Designs which had the biggest impact. . .

SONY WALKMAN

Preceding the iPod by 20 years, the Walkman was the first example of a miniaturised music player on the move and is in production in various guises including a video Walkman.

THE FAX MACHINE

Xerox Magnafax telecopier, 1966, was the first light-weight fax machine (446lbs). It became popular thanks to Japanese uptake in the 1970s and miniaturisation.

THE WASSILIY CHAIR

Designed for Kandinski's apartment by Marcel Brauer in 1925, it was revolutionary in the materials used - steel tubes and leather - and a tubular frame that suspends the sitter. It inspired designers across Europe and the USA to use industrial materials and is still in production.

TOBLERONE

Toblerone was the first patented chocolate and the first designer confectionery. Its design has allowed it compete with Cadbury and Nestle.

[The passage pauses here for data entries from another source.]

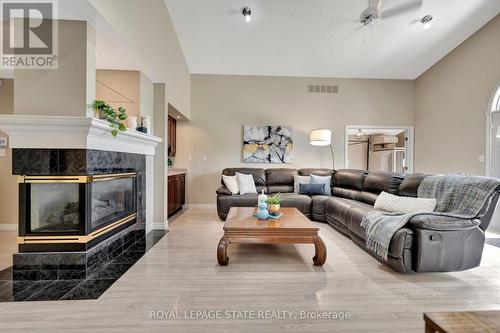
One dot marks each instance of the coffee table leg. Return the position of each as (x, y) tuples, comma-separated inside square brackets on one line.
[(320, 256), (222, 251)]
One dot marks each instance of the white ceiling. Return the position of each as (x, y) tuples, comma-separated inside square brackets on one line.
[(321, 38)]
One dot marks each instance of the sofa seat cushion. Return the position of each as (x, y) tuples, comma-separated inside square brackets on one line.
[(355, 216), (299, 201), (338, 208), (240, 200), (319, 204), (401, 241), (383, 181)]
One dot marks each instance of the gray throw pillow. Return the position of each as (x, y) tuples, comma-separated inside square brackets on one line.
[(312, 189), (327, 180), (297, 180)]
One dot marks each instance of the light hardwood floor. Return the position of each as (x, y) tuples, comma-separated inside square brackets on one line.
[(181, 272)]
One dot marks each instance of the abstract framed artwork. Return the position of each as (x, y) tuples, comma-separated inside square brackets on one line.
[(267, 144)]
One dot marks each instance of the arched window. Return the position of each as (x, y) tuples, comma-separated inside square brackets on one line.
[(495, 102), (493, 135)]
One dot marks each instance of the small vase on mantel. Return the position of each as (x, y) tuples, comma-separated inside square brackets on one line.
[(262, 197), (132, 123)]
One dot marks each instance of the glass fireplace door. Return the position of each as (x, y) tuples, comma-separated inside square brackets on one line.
[(54, 208)]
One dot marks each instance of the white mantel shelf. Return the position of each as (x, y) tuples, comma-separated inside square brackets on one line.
[(73, 132)]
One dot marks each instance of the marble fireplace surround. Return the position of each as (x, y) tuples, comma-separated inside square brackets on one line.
[(50, 135), (59, 146)]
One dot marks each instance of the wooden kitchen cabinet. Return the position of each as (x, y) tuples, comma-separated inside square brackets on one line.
[(176, 193), (172, 136)]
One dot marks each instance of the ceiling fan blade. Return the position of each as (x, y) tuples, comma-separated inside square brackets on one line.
[(406, 7), (375, 4)]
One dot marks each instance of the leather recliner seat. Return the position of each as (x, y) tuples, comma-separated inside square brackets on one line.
[(426, 244)]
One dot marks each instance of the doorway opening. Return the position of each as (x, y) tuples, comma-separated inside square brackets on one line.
[(379, 148)]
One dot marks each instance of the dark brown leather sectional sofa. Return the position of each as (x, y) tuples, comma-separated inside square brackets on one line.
[(426, 244)]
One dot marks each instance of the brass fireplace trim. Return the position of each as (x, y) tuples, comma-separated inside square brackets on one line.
[(75, 239), (75, 179)]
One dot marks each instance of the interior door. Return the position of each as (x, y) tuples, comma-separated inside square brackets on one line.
[(495, 145)]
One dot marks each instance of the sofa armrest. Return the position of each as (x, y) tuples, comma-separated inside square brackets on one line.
[(436, 222), (223, 191)]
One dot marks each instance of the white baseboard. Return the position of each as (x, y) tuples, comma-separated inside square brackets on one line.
[(160, 226), (8, 227), (200, 206)]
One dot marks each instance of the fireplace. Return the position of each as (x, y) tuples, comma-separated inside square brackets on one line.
[(74, 213)]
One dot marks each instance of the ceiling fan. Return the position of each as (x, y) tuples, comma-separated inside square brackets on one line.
[(375, 10)]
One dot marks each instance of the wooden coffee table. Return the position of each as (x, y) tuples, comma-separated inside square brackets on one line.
[(293, 227)]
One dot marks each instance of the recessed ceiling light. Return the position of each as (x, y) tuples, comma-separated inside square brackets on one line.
[(426, 21), (247, 13)]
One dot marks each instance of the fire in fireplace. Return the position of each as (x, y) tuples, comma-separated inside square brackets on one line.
[(73, 213)]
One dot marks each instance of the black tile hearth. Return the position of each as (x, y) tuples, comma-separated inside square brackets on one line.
[(93, 286)]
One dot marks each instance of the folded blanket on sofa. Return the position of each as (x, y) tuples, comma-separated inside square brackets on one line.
[(456, 195)]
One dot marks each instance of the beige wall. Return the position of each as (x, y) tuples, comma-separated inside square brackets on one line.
[(112, 84), (221, 105), (8, 181), (7, 96), (451, 101), (147, 98), (147, 28), (160, 107), (62, 91)]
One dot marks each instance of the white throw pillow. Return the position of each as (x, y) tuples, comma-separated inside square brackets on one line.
[(404, 205), (231, 183), (297, 180), (245, 183)]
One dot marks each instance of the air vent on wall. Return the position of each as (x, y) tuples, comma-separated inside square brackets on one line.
[(322, 89)]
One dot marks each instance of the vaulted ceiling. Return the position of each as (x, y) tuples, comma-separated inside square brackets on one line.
[(323, 38)]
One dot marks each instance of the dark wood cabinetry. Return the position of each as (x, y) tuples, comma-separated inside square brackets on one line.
[(176, 193), (172, 136)]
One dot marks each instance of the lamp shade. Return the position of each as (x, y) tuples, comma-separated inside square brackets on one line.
[(320, 137)]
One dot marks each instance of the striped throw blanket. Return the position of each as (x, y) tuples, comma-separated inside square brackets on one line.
[(457, 195)]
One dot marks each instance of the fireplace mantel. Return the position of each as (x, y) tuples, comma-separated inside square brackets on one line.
[(73, 132)]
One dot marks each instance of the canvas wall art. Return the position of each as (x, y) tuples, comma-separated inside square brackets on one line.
[(267, 144)]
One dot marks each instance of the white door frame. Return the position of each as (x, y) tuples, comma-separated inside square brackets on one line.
[(409, 147), (489, 128)]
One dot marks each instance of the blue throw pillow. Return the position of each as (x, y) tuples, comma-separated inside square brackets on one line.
[(312, 189), (326, 180)]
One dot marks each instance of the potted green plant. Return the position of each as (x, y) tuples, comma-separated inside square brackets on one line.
[(273, 203), (99, 107), (115, 119)]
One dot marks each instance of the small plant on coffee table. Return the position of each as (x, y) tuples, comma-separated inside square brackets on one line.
[(273, 203)]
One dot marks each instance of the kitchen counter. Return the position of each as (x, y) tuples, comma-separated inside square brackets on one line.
[(174, 172)]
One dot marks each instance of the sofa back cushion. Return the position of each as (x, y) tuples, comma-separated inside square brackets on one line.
[(383, 181), (409, 185), (280, 180), (259, 176), (350, 179), (316, 171)]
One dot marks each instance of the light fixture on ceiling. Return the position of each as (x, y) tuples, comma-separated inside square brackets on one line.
[(359, 134), (426, 21), (247, 13)]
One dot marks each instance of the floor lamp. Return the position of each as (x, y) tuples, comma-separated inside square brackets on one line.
[(322, 137)]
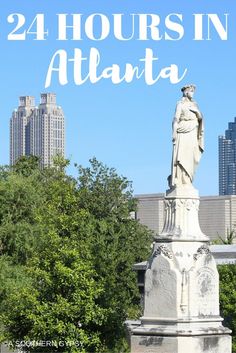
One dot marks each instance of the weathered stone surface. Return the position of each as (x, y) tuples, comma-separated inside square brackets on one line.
[(194, 344)]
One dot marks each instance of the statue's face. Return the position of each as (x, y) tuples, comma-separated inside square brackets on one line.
[(189, 92)]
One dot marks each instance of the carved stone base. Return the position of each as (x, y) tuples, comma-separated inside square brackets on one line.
[(181, 344), (181, 311)]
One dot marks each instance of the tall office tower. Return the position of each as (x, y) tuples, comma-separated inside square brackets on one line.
[(227, 161), (37, 131), (47, 130), (19, 131)]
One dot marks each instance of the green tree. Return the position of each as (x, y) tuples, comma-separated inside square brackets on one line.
[(68, 246), (228, 298)]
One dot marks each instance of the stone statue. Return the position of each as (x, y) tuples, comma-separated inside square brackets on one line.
[(187, 139)]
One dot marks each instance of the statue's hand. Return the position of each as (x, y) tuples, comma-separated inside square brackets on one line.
[(196, 111)]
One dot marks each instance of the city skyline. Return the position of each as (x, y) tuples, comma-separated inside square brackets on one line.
[(126, 126), (37, 130), (227, 160)]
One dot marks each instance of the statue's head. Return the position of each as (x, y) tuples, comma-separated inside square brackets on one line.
[(188, 90)]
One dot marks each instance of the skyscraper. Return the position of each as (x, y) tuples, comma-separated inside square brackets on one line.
[(227, 161), (37, 131)]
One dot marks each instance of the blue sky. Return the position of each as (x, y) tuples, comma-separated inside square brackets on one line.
[(126, 126)]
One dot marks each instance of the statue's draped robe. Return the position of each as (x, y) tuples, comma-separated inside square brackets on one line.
[(188, 145)]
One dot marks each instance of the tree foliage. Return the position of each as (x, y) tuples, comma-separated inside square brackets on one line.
[(67, 250), (228, 298)]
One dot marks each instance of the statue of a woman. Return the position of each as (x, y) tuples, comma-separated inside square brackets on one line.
[(187, 139)]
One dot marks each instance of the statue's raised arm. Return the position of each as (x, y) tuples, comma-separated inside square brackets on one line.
[(187, 139)]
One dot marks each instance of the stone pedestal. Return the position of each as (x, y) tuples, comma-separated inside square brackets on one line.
[(181, 303)]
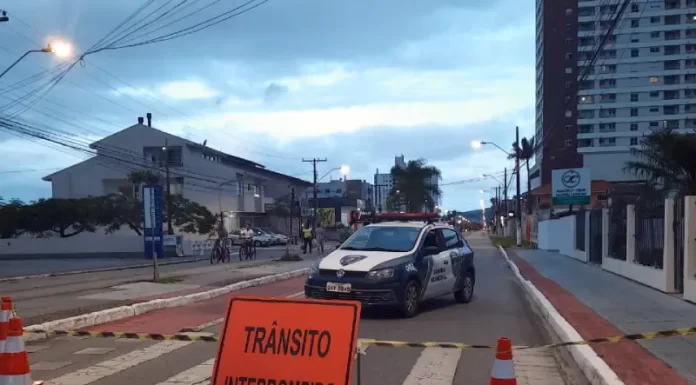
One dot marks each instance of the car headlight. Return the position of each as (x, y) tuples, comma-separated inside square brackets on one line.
[(381, 274)]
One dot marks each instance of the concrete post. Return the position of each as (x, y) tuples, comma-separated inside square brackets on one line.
[(668, 259), (631, 233)]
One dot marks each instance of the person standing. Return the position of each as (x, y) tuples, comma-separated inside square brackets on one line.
[(319, 236), (307, 238)]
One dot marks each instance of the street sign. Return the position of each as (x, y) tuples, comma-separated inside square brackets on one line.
[(287, 341), (571, 186), (153, 229)]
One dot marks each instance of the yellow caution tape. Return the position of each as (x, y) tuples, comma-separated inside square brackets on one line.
[(363, 342)]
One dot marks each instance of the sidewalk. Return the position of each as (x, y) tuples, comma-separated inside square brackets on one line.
[(600, 304)]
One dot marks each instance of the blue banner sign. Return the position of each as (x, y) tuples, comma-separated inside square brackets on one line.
[(153, 229)]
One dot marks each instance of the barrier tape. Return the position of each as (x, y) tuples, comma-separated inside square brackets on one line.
[(363, 342)]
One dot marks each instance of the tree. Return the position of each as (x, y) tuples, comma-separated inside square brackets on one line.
[(526, 151), (413, 187), (665, 159)]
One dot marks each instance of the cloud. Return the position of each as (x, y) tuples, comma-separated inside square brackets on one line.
[(355, 81)]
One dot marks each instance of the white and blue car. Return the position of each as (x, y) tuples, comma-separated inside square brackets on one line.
[(398, 264)]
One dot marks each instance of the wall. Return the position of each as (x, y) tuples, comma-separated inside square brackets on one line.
[(557, 235), (660, 279)]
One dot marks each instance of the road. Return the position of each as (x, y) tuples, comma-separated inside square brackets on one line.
[(14, 268), (48, 298), (498, 309)]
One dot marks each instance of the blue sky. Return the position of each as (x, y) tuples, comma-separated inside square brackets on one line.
[(357, 82)]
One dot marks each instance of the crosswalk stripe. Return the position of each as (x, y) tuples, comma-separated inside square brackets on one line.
[(117, 364), (195, 375), (435, 366)]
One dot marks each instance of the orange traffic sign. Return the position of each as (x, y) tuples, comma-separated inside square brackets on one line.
[(287, 341)]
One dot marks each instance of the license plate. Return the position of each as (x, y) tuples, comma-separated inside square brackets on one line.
[(338, 287)]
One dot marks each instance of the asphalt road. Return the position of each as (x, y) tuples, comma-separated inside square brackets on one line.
[(48, 298), (498, 310), (14, 268)]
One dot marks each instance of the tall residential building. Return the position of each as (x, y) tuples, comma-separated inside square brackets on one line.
[(643, 79)]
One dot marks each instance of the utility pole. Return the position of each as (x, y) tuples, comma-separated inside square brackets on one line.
[(314, 162), (170, 229), (518, 209)]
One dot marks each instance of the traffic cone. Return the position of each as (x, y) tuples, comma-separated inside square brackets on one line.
[(503, 368), (14, 361), (5, 312)]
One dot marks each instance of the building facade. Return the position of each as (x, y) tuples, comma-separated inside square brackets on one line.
[(644, 79), (239, 188)]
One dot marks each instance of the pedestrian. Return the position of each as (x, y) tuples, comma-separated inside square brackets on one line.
[(319, 236), (307, 238)]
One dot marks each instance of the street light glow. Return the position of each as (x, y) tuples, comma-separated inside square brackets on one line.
[(61, 49)]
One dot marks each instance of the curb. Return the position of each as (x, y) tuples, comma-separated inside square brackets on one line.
[(115, 314), (592, 366), (114, 268)]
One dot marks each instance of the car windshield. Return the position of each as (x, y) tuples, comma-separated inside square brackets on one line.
[(383, 238)]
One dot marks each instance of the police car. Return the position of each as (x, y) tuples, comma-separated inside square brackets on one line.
[(397, 260)]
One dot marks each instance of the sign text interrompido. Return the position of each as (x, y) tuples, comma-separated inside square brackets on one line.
[(571, 186), (269, 341)]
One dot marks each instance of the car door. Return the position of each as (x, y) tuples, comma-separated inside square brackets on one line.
[(454, 253), (437, 279)]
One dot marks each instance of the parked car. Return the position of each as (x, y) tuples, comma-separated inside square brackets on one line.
[(281, 239)]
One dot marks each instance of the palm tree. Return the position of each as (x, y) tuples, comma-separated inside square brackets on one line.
[(526, 152), (413, 185), (666, 158)]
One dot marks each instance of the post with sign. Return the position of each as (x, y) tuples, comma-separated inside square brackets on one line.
[(287, 341), (153, 231), (571, 186)]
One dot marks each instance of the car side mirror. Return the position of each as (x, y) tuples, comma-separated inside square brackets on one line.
[(430, 250)]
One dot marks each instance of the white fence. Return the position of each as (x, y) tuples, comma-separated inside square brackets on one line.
[(670, 273)]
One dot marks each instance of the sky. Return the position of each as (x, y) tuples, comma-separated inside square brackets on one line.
[(357, 82)]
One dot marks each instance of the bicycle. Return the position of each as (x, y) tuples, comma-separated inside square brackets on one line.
[(220, 253), (247, 251)]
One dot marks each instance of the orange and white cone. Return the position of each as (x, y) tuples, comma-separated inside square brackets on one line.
[(5, 314), (14, 361), (503, 368)]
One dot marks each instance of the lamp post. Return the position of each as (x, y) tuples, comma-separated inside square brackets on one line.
[(59, 49)]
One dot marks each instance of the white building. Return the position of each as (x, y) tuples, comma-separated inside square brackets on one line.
[(643, 79), (240, 188)]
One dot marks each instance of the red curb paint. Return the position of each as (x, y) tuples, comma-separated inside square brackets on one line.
[(631, 362)]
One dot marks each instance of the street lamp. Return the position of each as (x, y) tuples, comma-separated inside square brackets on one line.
[(60, 49)]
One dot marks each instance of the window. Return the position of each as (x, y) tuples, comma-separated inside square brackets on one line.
[(451, 239), (387, 238)]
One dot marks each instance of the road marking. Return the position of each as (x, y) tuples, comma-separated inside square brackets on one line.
[(195, 375), (536, 367), (110, 367), (435, 366)]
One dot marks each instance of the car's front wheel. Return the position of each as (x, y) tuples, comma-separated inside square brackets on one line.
[(411, 299), (466, 291)]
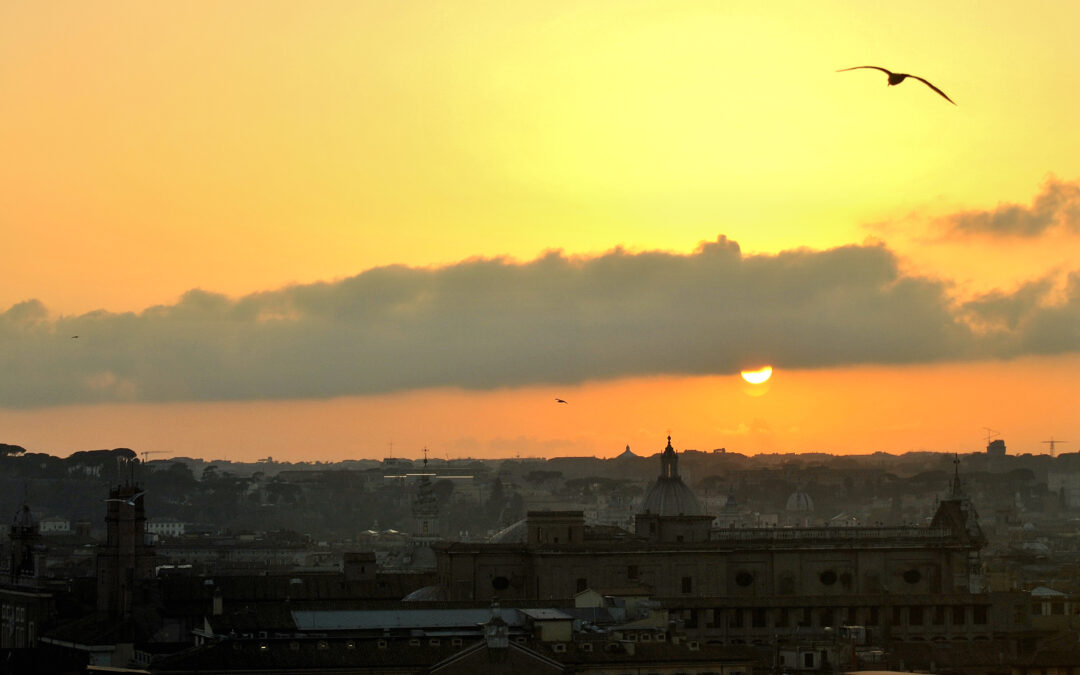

It celebrates its centenary next year.

THE MINI

Designed to compete against German micro-cars during the 1950s oil crisis, the Mini contained numerous design innovations. Regarded by the motor design community as second only to the Model T Ford in terms of its influence.

MAUVE

The first artificial dye and the first "artificial" colour, it now dominates the world of fashion. Invented by William Perkin in 1856, it replaced vegetable and animal dyes and led to a huge variation in crimson and blue hues in fashion.

MOBILE CORDLESS PHONE

Though Benefon was beaten into oblivion by Nokia, it was first to introduce a mobile phone with an integral battery leading to the modern handheld. Nokia also claims to be the first with its Mobira Cityman.

APPLE MACINTOSH

Macintosh's computer interface and mouse introduced in 1984 pioneered the design of computers around people's capabilities, not problem solving.

HTML & BROWSERS

Netscape pioneered the browser which, when coupled to Tim Berners Lee's HyperText Mark-Up Language (HTML), gave us an Internet usable by the general public.

DIGITAL WATCH

First designed for the Stanley Kubrick film 2001: A Space Odyssey, it went into prototype in 1970 at Pulsar and made accurate timepieces into an affordable object for everyone.